Dedans, ce livre, dehors les heures, les arbres tout autour, la solitude, l’étreinte des jours, des fougères, des cailloux, des montagnes à venir. Comment peut-on détruire le monde, dites-moi, par notre unique présence ? Mais elle clignote encore, scintille et danse, le ciel intact et sans entailles, et chaud oui, si chaud. Aujourd’hui, vous aurez certainement suivi le chemin des pierres, celles qui sont nues et qui ne perpétuent aucune mémoire. (Des pierres qui donnent naissance, d’autres qui reflètent les ombres.) Vous aurez suivi cette rivière qui s’allonge dans ces nuits, une marche nue dans la futaie, pas après l’autre, et à côté des trembles, des ormes, des alisiers.

Et je me ferai beau pour vous, je m’habillerai de ciel et d’eau, de bleu et d’or, nu dans la nuit, ami.

Mais de quelle nuit se réveille-t-on les jours d’avant, après ces jours ? Maintenant hors de nous, l’eau et le ciel, du bleu encore, ce noir de l’encre, et la silhouette des arbres, là-haut des buses, nos ombres nouvelles, un nouveau soir. “Chaque bouche posée sur la terre reposerait sur la voix universelle d’une autre bouche”, la vôtre, immobile dans ce jour aux nuages bleus et gris. Vous marchez, vous transformez la durée, du poids des pieds, de l’équilibre de vos pas, suivant les pentes, la route de la rivière, de la rosée, du ciel. Mais de combien de mots sommes-nous donc faits dites-moi, peuplés ? Le savez-vous ? J’épuise l’attente du jour, silhouette qui marche, j’arrive vers vous.
Rien ni personne ne touche mon corps mon ventre ma peau, sauf vous. Vous me rendez la vie, un fleuve de joie. And i miss you and i miss you, like the desert miss the rain. »

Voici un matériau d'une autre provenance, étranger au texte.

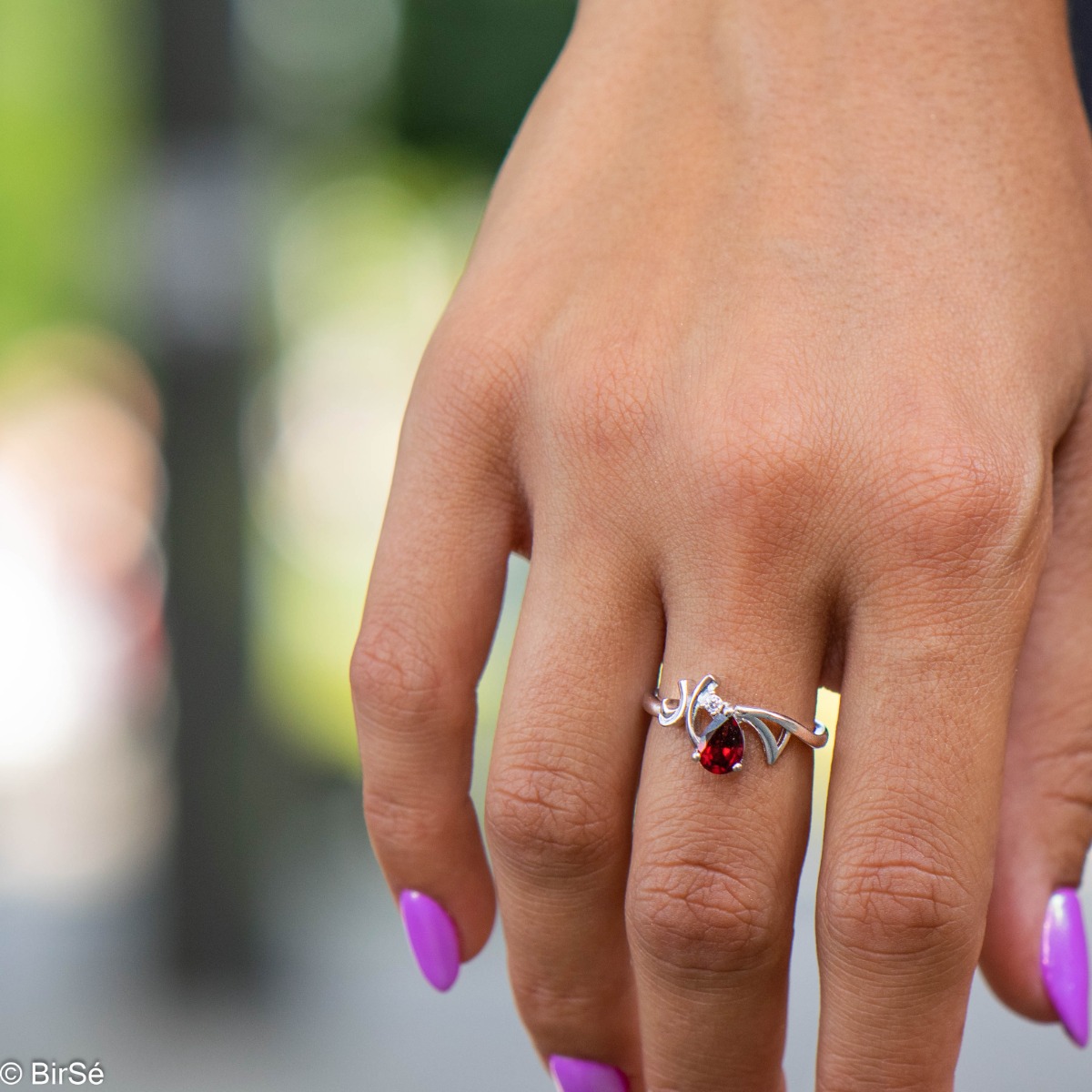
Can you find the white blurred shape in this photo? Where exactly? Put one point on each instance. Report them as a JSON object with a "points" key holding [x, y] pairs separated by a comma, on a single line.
{"points": [[56, 649]]}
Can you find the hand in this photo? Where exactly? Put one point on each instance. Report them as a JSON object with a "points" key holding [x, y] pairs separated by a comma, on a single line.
{"points": [[773, 354]]}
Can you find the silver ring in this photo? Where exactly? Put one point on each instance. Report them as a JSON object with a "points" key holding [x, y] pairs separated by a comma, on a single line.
{"points": [[719, 743]]}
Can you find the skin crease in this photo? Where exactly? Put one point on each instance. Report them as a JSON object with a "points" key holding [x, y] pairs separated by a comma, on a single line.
{"points": [[773, 354]]}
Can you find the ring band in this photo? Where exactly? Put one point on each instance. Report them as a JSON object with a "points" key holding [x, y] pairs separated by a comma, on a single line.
{"points": [[719, 743]]}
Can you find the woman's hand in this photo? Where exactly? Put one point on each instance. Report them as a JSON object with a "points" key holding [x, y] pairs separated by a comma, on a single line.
{"points": [[773, 354]]}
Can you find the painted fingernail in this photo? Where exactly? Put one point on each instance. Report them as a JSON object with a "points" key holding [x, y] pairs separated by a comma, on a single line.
{"points": [[1064, 959], [576, 1075], [432, 938]]}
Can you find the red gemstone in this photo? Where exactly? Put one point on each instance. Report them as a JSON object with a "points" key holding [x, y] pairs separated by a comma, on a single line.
{"points": [[724, 748]]}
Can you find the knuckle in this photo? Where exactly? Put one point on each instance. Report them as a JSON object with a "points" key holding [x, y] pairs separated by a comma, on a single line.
{"points": [[893, 901], [549, 824], [399, 825], [605, 412], [965, 502], [551, 1005], [393, 672], [470, 375], [768, 469], [694, 918]]}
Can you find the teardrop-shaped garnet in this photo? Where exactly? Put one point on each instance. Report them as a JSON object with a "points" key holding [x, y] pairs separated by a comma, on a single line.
{"points": [[724, 748]]}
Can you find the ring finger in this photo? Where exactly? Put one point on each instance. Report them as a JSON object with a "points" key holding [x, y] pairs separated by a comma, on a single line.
{"points": [[716, 860]]}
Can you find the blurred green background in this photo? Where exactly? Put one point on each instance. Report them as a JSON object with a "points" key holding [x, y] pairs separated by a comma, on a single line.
{"points": [[228, 228]]}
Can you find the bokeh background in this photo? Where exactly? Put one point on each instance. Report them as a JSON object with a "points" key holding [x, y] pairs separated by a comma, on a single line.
{"points": [[227, 230]]}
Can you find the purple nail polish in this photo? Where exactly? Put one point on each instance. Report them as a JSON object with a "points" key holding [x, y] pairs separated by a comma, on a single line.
{"points": [[1064, 959], [432, 938], [576, 1075]]}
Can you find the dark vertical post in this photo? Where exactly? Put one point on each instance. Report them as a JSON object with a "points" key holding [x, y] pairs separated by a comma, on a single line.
{"points": [[200, 277]]}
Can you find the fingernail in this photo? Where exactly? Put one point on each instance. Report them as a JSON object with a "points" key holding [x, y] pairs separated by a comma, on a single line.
{"points": [[432, 938], [1065, 961], [576, 1075]]}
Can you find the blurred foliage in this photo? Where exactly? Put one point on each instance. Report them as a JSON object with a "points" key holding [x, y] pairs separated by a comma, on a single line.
{"points": [[470, 68], [69, 114]]}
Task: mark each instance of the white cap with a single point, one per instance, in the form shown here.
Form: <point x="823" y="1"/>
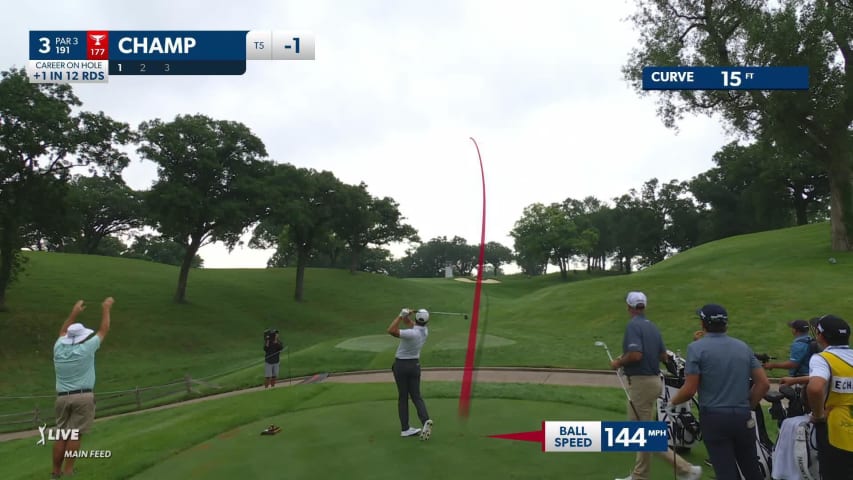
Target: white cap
<point x="76" y="333"/>
<point x="422" y="316"/>
<point x="636" y="299"/>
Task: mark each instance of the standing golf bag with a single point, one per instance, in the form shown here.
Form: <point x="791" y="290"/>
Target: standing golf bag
<point x="763" y="445"/>
<point x="683" y="427"/>
<point x="805" y="443"/>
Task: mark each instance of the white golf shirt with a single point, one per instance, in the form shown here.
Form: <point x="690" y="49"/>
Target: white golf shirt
<point x="411" y="342"/>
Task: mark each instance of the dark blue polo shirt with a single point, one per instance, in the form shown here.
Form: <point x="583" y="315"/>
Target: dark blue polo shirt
<point x="642" y="335"/>
<point x="725" y="366"/>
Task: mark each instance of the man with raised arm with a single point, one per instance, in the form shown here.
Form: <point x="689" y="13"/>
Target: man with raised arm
<point x="74" y="363"/>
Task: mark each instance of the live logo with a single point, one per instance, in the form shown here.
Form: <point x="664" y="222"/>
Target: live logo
<point x="97" y="45"/>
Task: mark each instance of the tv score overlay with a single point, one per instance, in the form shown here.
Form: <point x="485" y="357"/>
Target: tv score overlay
<point x="725" y="78"/>
<point x="596" y="436"/>
<point x="92" y="56"/>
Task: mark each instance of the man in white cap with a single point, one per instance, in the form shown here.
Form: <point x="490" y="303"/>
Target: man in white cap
<point x="643" y="351"/>
<point x="74" y="362"/>
<point x="407" y="370"/>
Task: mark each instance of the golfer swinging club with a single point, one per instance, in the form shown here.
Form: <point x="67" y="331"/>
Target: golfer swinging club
<point x="407" y="370"/>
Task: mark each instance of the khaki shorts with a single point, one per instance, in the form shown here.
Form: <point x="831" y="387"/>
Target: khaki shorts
<point x="75" y="411"/>
<point x="271" y="370"/>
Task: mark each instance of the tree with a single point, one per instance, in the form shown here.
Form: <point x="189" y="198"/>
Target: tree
<point x="818" y="34"/>
<point x="530" y="240"/>
<point x="209" y="187"/>
<point x="497" y="255"/>
<point x="40" y="141"/>
<point x="302" y="205"/>
<point x="365" y="221"/>
<point x="161" y="250"/>
<point x="101" y="206"/>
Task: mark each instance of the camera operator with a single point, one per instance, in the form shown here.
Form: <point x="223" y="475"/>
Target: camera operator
<point x="272" y="350"/>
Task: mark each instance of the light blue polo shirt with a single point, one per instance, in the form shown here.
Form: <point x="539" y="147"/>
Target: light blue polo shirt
<point x="800" y="355"/>
<point x="725" y="366"/>
<point x="75" y="364"/>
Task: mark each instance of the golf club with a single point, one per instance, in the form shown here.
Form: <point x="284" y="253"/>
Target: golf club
<point x="619" y="374"/>
<point x="464" y="315"/>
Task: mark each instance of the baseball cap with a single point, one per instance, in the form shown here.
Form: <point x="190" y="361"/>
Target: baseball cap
<point x="799" y="325"/>
<point x="834" y="329"/>
<point x="636" y="300"/>
<point x="713" y="313"/>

― « Et j’ai marché si loin pour vous, oui, et le plus loin possible. J’ai marché sous l’orage ce jour, et je pensais à vous, roulements des pierres dans les montagnes, par-delà les nuages – s’y perdre –, peut-on parler de tremblement du ciel dites-moi ? Puis l’orage est passé, a disparu, maintenant lointain, s’est effacé, et à présent je vous écris, je pense à vous, à votre corps, d’été. Là-bas les grognements des chiens, ces aboiements plus loin, de l’autre côté des flancs, vallées, mais qui peut dire à quelle distance ? À vol d’oiseau ? Aigle impérial cisaille le vent. Je pense à vous je marche, j’entre à présent dans cette forêt de pins, primaire, nouvelle. Elle rejoint une falaise. Je ne sais quoi dire de ce que seront nos jours d’après. Qui peut le dire ? Cela en vaut-il seulement la peine ? Je vis au jour le jour, de matins en matins, de nuits en nuits, comme vous, j’oublie, la société marchande, l’obscénité, la logique folle économique, logique marchande oui, absolument obscène, c’est tout ce qu’il y a à dire. Et puis l’oubli, c’est tout. Rêve et oubli, c’est tout, sauf votre corps, d’été. À mon retour l’orage revient, son grondement furieux – un cri ? – de loin en loin, se mêle, aux roucoulements des tourterelles, ce chant de la forêt, le jour se couche, la nuit revient.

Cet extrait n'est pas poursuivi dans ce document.